As we are praying this month for the unity of believers, I keep coming back to Jesus’s prayer for unity in John 17, in particular the verses ‘My prayer is not for them alone. I pray also for those who will believe in me through their message, that all of them may be one, Father, just as you are in me and I am in you. May they also be in us so that the world may believe that you have sent me. I have given them the glory that you gave me, that they may be one as we are one – I in them and you in me – so that they may be brought to complete unity. Then the world will know that you sent me and have loved them even as you have loved me.’ (John 17:20-23 TNIV)

The fundamental foundation for unity is the nature of God. God is Three in One, so there is unity within the Godhead. Confidence, submission, trust and respect are actually seen in the relationship between Father, Son and Spirit and this becomes our model for unity. It’s not a question of ‘adding on’ the desire for unity to our list of ‘things we’d like to see’ in church life; rather, this is a fundamental part of who God is and therefore needs to be absolutely fundamental and foundational to how our churches think and act. Charlie Cleverly says that this unity is something to aspire to: ‘a unity between a town’s churches where competition or rivalry is unheard of, where each one is complementing the other’s work, just as in the Trinity. If Jesus prayed for this, we should believe it is possible.’ (Charlie Cleverly, ‘Epiphanies of the Ordinary’, P 178)

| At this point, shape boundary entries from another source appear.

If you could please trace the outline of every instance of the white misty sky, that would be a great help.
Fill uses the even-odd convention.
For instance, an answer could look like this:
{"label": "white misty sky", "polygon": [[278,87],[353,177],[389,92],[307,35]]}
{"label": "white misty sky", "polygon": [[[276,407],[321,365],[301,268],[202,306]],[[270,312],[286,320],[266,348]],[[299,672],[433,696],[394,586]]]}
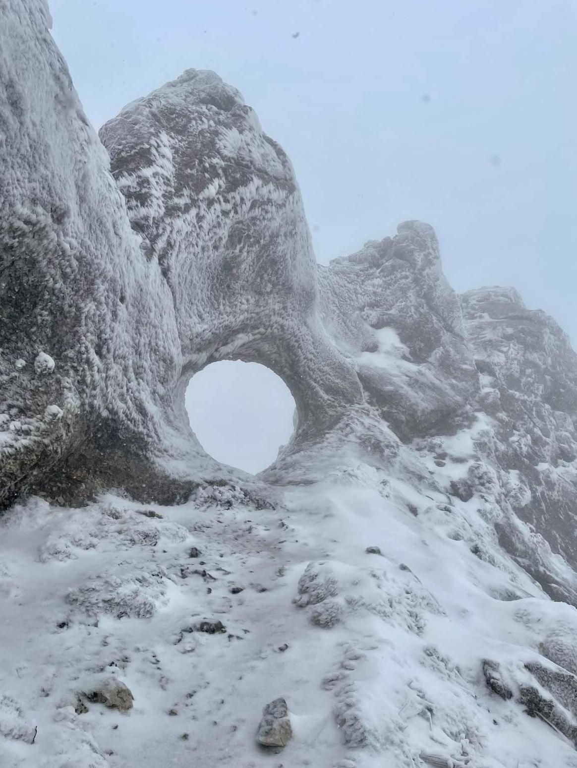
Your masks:
{"label": "white misty sky", "polygon": [[575,0],[50,5],[95,127],[214,69],[288,152],[319,261],[421,219],[456,290],[513,285],[577,340]]}
{"label": "white misty sky", "polygon": [[276,373],[256,362],[207,366],[191,379],[186,403],[204,450],[253,474],[272,463],[293,433],[293,396]]}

This is not always easy, largely because of the fact that churches are made up of sinful people who are being transformed over a lifetime into the image of Christ. We are imperfect and our sinful tendencies – to selfishness, to pride, to arrogance, to unrighteous ambition – often get in the way of unity. Churches are likened to a family, and in families, all too often, we see sibling rivalries! We only have to read about Cain and Abel, Joseph and his brothers, David and his brothers, David’s sons or even Jesus’s human brothers to see that! Yet often the Bible shows us stories of reconciliation and hope (the story of Joseph is surely one of the most powerful we have as we see the jealousy, competition and misguided enthusiasm of these brothers and see how disunity rips the family apart but ultimately how God works things out so that there is reconciliation and forgiveness.)

Charlie Cleverly goes on to say ‘I believe there is a prophetic mantle on those looking for unity.’ (ibid.) As we pray for, work towards and strive to keep the bond of peace through the unity of the Spirit, always looking to God as our example for unity, wholeness and integration, let’s understand that in doing so, we are definitely living withing God’s good, perfect and pleasing will.